Conn v. Richardson

320 F. Supp. 832 | W.D. Va. | 1970

*833OPINION AND JUDGMENT

DALTON, Chief Judge.

This case involves a claim for social security disability benefits. The claimant filed a previous application on December 20, 1966 which was initially denied and the plaintiff requested a hearing. The hearing examiner also denied the application by his decision of October 31, 1967. This decision was affirmed by the Appeals Council on December 29, 1967 but the claimant took no steps to litigate this matter in the courts. The current application was filed on February 28, 1968. After the Appeals Council affirmed the hearing examiner’s denial of benefits, the claimant filed a complaint in this court. The plaintiff’s special earnings requirement period ended on December 31,1968.

Plaintiff alleges that he is disabled due to a bad back and a nervous condition. He was born in 1929 and worked from December 1954 to December, 1963 as an assembly line worker at a General Motors Corporation plant in Flint, Michigan. Although he worked as a barber while serving a jail sentence for nonsupport of his wife in 1965, he has not done any substantial work since 1963.

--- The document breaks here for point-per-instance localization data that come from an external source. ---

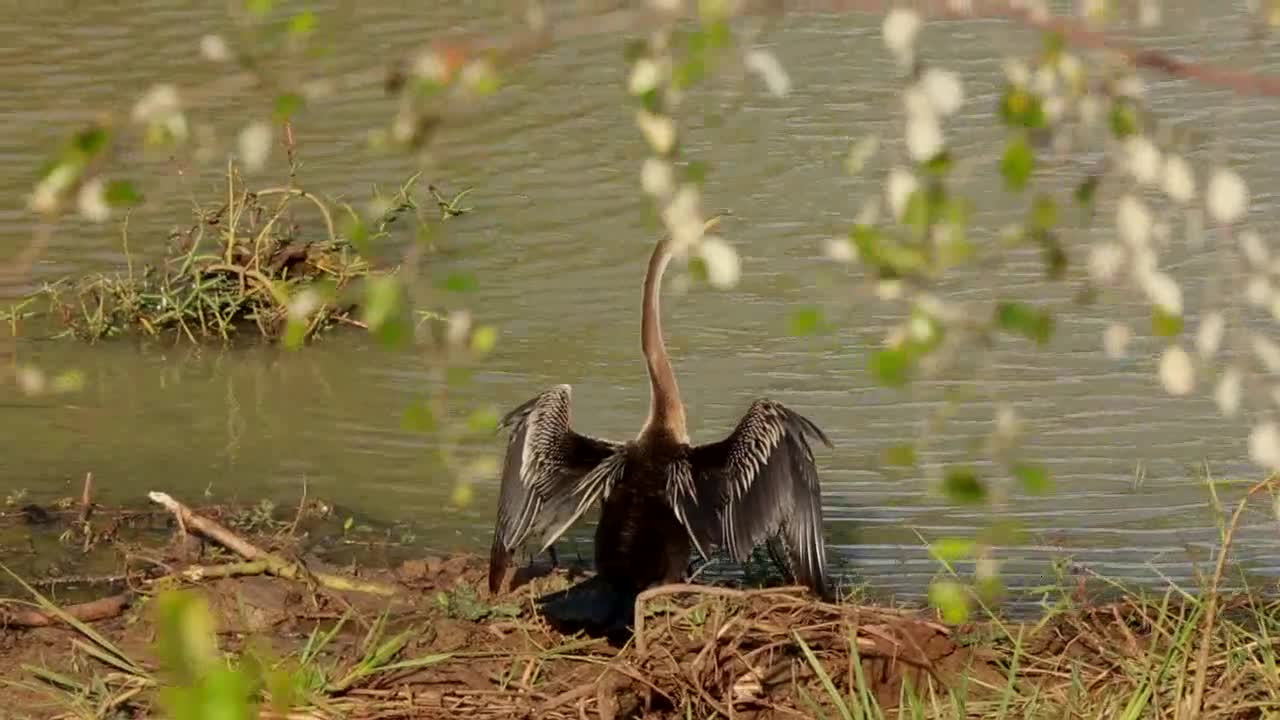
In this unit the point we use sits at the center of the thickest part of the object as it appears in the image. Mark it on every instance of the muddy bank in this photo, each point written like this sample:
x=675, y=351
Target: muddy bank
x=421, y=637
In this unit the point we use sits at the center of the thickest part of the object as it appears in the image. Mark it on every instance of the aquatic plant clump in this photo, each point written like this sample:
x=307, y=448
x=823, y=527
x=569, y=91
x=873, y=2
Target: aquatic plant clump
x=243, y=265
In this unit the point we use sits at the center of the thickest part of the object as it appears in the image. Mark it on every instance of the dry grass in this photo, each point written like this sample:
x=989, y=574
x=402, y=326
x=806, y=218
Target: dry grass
x=442, y=647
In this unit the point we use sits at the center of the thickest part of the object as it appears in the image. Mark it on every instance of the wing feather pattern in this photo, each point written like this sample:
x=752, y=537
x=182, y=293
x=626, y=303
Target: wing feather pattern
x=760, y=483
x=549, y=477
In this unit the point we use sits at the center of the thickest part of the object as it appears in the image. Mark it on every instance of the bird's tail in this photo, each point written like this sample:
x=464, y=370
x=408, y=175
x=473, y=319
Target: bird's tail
x=499, y=559
x=594, y=606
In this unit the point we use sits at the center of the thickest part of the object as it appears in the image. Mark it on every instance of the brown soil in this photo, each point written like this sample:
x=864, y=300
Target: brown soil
x=699, y=651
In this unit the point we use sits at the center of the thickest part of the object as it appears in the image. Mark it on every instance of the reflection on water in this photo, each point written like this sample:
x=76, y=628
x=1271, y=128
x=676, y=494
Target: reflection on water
x=558, y=241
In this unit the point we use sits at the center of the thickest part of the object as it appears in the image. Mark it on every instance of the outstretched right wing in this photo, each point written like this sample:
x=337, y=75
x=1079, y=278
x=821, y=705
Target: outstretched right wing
x=551, y=475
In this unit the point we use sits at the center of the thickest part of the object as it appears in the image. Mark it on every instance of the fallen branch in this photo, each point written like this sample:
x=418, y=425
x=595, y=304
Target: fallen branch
x=273, y=564
x=92, y=611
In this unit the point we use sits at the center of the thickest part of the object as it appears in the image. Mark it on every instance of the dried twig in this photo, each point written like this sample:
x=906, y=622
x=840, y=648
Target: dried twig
x=101, y=609
x=1196, y=701
x=275, y=565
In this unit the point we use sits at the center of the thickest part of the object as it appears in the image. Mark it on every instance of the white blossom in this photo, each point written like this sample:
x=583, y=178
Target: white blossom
x=645, y=76
x=659, y=131
x=900, y=28
x=767, y=65
x=1228, y=196
x=1133, y=220
x=1105, y=260
x=92, y=201
x=1144, y=160
x=901, y=185
x=944, y=90
x=723, y=267
x=1228, y=392
x=657, y=177
x=214, y=49
x=923, y=136
x=255, y=145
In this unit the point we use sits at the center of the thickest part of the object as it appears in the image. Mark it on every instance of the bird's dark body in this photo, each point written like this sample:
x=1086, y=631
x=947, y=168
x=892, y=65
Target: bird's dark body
x=639, y=541
x=661, y=497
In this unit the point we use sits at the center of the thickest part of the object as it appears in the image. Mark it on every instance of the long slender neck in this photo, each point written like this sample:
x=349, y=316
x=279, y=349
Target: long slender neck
x=666, y=410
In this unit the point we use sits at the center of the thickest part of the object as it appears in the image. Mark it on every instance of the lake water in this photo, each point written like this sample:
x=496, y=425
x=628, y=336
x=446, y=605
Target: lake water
x=558, y=241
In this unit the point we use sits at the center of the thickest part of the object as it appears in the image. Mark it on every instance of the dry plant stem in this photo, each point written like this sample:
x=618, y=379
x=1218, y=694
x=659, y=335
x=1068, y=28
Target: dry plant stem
x=1197, y=698
x=274, y=564
x=676, y=588
x=101, y=609
x=86, y=511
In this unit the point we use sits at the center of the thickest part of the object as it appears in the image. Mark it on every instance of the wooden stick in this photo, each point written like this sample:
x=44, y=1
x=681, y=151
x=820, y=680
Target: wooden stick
x=677, y=588
x=101, y=609
x=274, y=564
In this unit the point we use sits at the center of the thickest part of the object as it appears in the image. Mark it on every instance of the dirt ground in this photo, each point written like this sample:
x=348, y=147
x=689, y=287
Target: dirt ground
x=698, y=652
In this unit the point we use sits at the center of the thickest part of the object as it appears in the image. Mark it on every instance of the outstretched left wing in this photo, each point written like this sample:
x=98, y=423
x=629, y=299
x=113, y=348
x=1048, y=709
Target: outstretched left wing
x=759, y=483
x=551, y=475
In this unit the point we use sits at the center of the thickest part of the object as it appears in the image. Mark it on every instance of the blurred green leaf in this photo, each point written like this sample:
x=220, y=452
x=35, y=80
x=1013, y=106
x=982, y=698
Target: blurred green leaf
x=887, y=255
x=1033, y=478
x=1164, y=323
x=122, y=194
x=484, y=338
x=891, y=367
x=287, y=104
x=295, y=332
x=951, y=600
x=903, y=455
x=460, y=282
x=807, y=322
x=1054, y=45
x=186, y=643
x=417, y=417
x=689, y=73
x=356, y=232
x=302, y=23
x=1018, y=163
x=1019, y=108
x=1025, y=320
x=91, y=141
x=963, y=486
x=652, y=101
x=69, y=381
x=1086, y=191
x=385, y=311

The medical evidence can be briefly summarized. Dr. Tillou Henderson, an orthopedic surgeon, in a report dated December 23, 1967 indicated that a physical examination made on June 12, 1967 revealed nothing remarkable. A second examination was conducted by Dr. Henderson on July 19, 1968, who concluded his report:

From an orthopedic standpoint, there is not much to be found of a disabling nature. It is possible that he may have some underlying medical disease accounting for his wide-spread pain and tenderness but the etiology of this is not readily apparent.

Dr. David Wayne' of the Bluefield Mental Health Center examined the claimant on February 21, 1968 and in a letter of the same date gave the following diagnostic impression: “Conversion reaction, chronic, severe, in a passive dependent personality.” Dr. Pierce Nelson of the Wise, Virginia Mental Health Clinic also examined the plaintiff and in a letter dated April 15, 1969 expressed the opinion that the claimant would benefit from psychiatric treatment. On the other hand, Dr. Marshall Hogan, Jr. of Kingsport, Tennessee in his letter of December 12, 1969 thought that psychiatric treatment would not be helpful and expressed the following opinion on disability:

The question of whether his behavior is so impaired as to be incompatible with occupational training is, of course, one that depends on the patient alone. I saw nothing that would impede this from a psychiatric point of view.

The question of disability through October 31, 1967 has been resolved by the Secretary’s final decision denying the claimant’s first application. Plaintiff’s failure to contest this denial by taking the matter to the courts means that the matter is res adjudicata and is not now open to challenge. Rivers v. Celebrezze, 217 F.Supp. 141 (W.D.Va.1963); see James v. Gardner, 384 F.2d 784 (4th Cir. 1967), cert. denied, 390 U.S. 999, 88 S.Ct. 1205, 20 L.Ed.2d 99 (1968); Lyall v. Cohen, 297 F.Supp. 606 (W.D.Va.1969).

If the Secretary’s final decision is supported by substantial evidence, it is binding upon this court. 42 U.S.C. § 405(g). The summary of the evidence given above demonstrates clearly that the denial of benefits in this case is supported by such evidence. While it is apparent that the claimant does not like to work because of personality deficiencies and that he perhaps cannot work in a strenuous job, the standard of disability required by the Act is that an individual must be incapable of “substantial gainful work.” 42 U.S.C. § 423(d) (2) (A). The plaintiff has not met his burden of *834proving himself incapable of such activity.

For the foregoing reasons, summary judgment is granted in favor of the defendant.